Learned from both Paul Graham's article “How to get startup ideas” and my own experience. You have to read it if you are thinking about starting a startup.
You cannot find great startup ideas by deliberately searching for them. If you do, you may get bad ideas that sound dangerously plausible at the beginning.
The best way is to look for problems, preferably problems you have yourself. Why? Solving your own problems guarantees that 1) the problem really exists (unless you fool yourself big time), and 2) you will have a user from day one — yourself.

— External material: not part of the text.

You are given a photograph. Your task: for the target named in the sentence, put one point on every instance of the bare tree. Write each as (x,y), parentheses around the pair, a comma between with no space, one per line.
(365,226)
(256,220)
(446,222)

“The very best startup ideas tend to have three things in common: they're something the founders themselves want, that they themselves can build, and that few others realize are worth doing. Microsoft, Apple, Yahoo, Google, and Facebook all began this way.”
“The older I get, the more I see how much motivations matter. The Zune was crappy because the people at Microsoft don't really love music or art the way we do. We won because we personally love music. We made the iPod for ourselves, and when you're doing something for yourself, or your best friend or family, you're not going to cheese out. If you don't love something, you're not going to go the extra mile, work the extra weekend, challenge the status quo as much.”
Pay attention to everything that's happening around you. What are you (or your spouse, children or friends) complaining about? Anything not as good as you hope it'd be? What are you buying every week but has lame quality? You may find ideas then!
If you don't have butterflies in your stomach, you are not paying attention.